Wajah kecewa Jibril hanya bertahan selama beberapa detik, seakan dia sama sekali tidak peduli, tapi—whip, dia menunjuk ke arah hutan.

“Aku bisa merasakan aura 3 Immanity dari sana. 2 dari mereka pasti master, iya lan?”

“…? Kenapa kau bertanya padaku?”

“Oh, aku hanya berpikir aku ingin bertemu dengan mereka…. Tapi kalau kau mau, kau bisa terus merangkak di sini!”

Aku sudah selesai di sini, jadi pergi sana. Jibril mengucapkannya lewat telepati dan langsung pergi dengan senyum lebar di wajah. Ino menggeram sambil melihat kepergian Jibril.

“…. Kenapa wanita sialan itu ada di sini?”

Maniak itu bisa berteleportasi kemanapun dia mau…. Tunggu. Peraturannya berkata mengenai maju sesuai dengan angka dadu yang muncul, tapi dia bisa mengikuti Ino dengan mudah meski dia sudah berlari sekencang mungkin. Kenapa dia masih di sini, dan kenapa dia malah memberitahunya jika dia ingin bertemu dengan Sora dan Shiro…?

“…. Dinginkan kepalamu sejenak. Apa dia ingin aku bertanya padanya?”

Ino masih tidak bisa mengerti sifat asli dari game ini, tapi ada sesuatu yang aneh yang tidak cocok dengan seorang Flügel…

XXXXXXX

Di ujung timur dari kotak nomor 152, seperti yang sudah diperkirakan Shiro, ada sebuah kota di sana. Sebuah kota terpencil yang ada di perbatasan provinsi Hihgwest di Elven Garde—agak jauh dari sana, tapi setidaknya itu ada di daerah yang sama. Tidak lama sebelum kedatangan mereka, kota itu tiba-tiba hancur. Bagian dari kota ini tidak sempat terkopi dengan sempurna ke dalam map. Tapi jika dibandingkan dengan ELkia—tidak, bahkan dunia lama mereka—ini adalah peradaban yang ada di tingkat level yang berbeda. Gaya bangunan yang unik…. Sesuatu yang mungkin tidak bisa disebut sebagai arsitektur. Rumah-rumah dan jalan terbuat dari pohon yang menyatu dengan tanah hutan. Bunga berbentuk mirip ubur-ubur melayang di udara dan memberikan tempat ini banyak warna yang berbeda-beda. Bisa dibilang ini adalah tempat fantastis yang berhasil ditiru oleh dewa, tapi tidak ada Elf yang hidup di sini. Tidak ada Elf di sini.
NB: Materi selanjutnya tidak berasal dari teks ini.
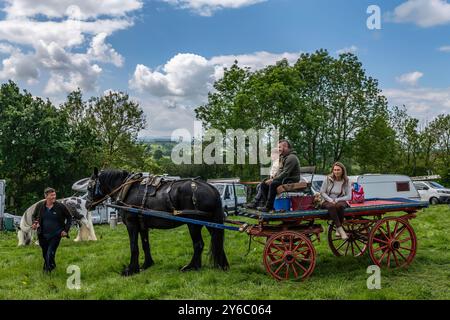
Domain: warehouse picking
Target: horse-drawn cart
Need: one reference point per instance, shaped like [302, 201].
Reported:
[289, 253]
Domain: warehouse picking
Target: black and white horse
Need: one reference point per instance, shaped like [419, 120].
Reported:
[199, 198]
[77, 208]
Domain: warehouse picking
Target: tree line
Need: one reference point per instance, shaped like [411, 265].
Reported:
[44, 145]
[328, 107]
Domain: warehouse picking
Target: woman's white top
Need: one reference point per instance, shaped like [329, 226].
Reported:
[336, 190]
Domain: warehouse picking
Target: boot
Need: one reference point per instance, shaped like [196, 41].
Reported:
[341, 231]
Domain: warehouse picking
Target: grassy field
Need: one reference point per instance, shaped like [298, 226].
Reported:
[334, 278]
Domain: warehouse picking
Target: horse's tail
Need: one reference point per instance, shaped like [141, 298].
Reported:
[219, 259]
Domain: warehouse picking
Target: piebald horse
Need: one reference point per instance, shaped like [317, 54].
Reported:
[77, 208]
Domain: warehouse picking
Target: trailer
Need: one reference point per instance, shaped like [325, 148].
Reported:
[288, 237]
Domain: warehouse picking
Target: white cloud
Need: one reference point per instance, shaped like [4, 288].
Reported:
[165, 117]
[208, 7]
[82, 9]
[185, 75]
[187, 78]
[104, 52]
[351, 49]
[6, 48]
[422, 103]
[52, 31]
[18, 66]
[424, 13]
[410, 79]
[444, 49]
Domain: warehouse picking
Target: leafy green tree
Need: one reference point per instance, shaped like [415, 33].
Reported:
[33, 145]
[375, 147]
[117, 121]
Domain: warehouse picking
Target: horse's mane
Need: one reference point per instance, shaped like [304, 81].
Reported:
[108, 176]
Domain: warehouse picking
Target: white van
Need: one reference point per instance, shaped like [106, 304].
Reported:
[227, 190]
[382, 186]
[432, 192]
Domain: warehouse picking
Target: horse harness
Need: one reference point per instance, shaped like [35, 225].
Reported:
[151, 185]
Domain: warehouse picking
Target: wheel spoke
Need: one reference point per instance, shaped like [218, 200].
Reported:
[275, 254]
[287, 271]
[348, 245]
[395, 258]
[402, 229]
[380, 248]
[401, 255]
[298, 263]
[294, 269]
[342, 244]
[382, 257]
[300, 252]
[276, 261]
[383, 232]
[395, 228]
[300, 244]
[379, 240]
[279, 268]
[277, 247]
[356, 244]
[388, 228]
[389, 259]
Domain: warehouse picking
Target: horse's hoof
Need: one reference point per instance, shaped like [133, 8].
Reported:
[127, 272]
[190, 267]
[147, 265]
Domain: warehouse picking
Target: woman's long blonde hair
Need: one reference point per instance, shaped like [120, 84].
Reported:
[344, 172]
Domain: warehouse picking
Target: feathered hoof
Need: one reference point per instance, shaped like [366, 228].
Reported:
[127, 272]
[190, 267]
[147, 265]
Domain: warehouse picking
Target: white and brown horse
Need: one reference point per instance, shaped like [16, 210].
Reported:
[77, 208]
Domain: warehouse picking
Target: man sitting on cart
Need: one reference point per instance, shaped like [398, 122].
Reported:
[288, 172]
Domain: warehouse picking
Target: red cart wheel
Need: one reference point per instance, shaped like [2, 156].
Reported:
[289, 255]
[355, 245]
[392, 243]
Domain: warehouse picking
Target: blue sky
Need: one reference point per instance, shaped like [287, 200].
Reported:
[167, 53]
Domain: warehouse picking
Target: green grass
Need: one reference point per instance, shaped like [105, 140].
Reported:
[100, 262]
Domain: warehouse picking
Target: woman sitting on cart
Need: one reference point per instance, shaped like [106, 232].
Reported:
[336, 190]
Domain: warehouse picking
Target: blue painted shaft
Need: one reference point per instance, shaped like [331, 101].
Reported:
[166, 215]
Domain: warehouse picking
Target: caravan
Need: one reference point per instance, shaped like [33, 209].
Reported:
[383, 186]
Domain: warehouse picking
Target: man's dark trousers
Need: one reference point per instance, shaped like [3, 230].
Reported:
[49, 247]
[270, 192]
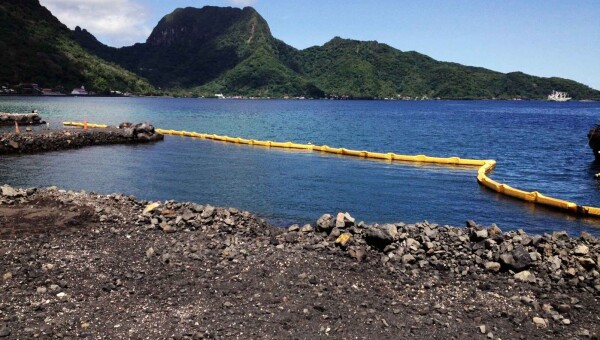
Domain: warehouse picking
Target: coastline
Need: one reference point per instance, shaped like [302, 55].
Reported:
[114, 266]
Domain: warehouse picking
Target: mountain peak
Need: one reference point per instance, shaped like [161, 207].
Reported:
[196, 25]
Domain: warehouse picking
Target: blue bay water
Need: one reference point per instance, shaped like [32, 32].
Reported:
[538, 146]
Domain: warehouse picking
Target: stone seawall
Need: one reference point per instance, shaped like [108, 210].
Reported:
[21, 118]
[72, 263]
[42, 141]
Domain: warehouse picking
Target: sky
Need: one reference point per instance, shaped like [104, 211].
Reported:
[540, 37]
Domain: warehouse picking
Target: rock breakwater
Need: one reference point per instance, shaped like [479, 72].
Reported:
[42, 141]
[7, 119]
[74, 262]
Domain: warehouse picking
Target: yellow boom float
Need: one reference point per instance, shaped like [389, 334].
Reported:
[485, 166]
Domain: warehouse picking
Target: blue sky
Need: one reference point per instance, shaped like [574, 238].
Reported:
[543, 38]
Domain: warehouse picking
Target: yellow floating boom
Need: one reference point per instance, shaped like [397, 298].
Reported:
[485, 166]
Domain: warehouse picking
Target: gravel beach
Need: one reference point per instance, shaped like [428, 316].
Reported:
[76, 264]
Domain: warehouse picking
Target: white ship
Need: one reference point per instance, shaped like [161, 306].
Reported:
[559, 96]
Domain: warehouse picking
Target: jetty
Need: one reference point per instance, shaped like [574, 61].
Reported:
[32, 118]
[54, 140]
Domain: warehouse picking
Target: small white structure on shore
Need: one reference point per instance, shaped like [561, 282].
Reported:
[558, 96]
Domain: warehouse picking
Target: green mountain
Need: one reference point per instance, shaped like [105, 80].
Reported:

Semua orang pasti akan menatap pemandangan ini dengan mulut ternganga. Bagi seorang desainer game, ini apasti setara dengan karya masterpiece mereka. Di tengah-tengah suasana yang tenang dan tentram itu, sebuah suara muncul dan merusak suasana yang ada di sana.

 

Puppuppaparararaa~~!

“Sora menemukan tanaman misterius—tidak lagi! Izinkan aku istirahat, sialan!!”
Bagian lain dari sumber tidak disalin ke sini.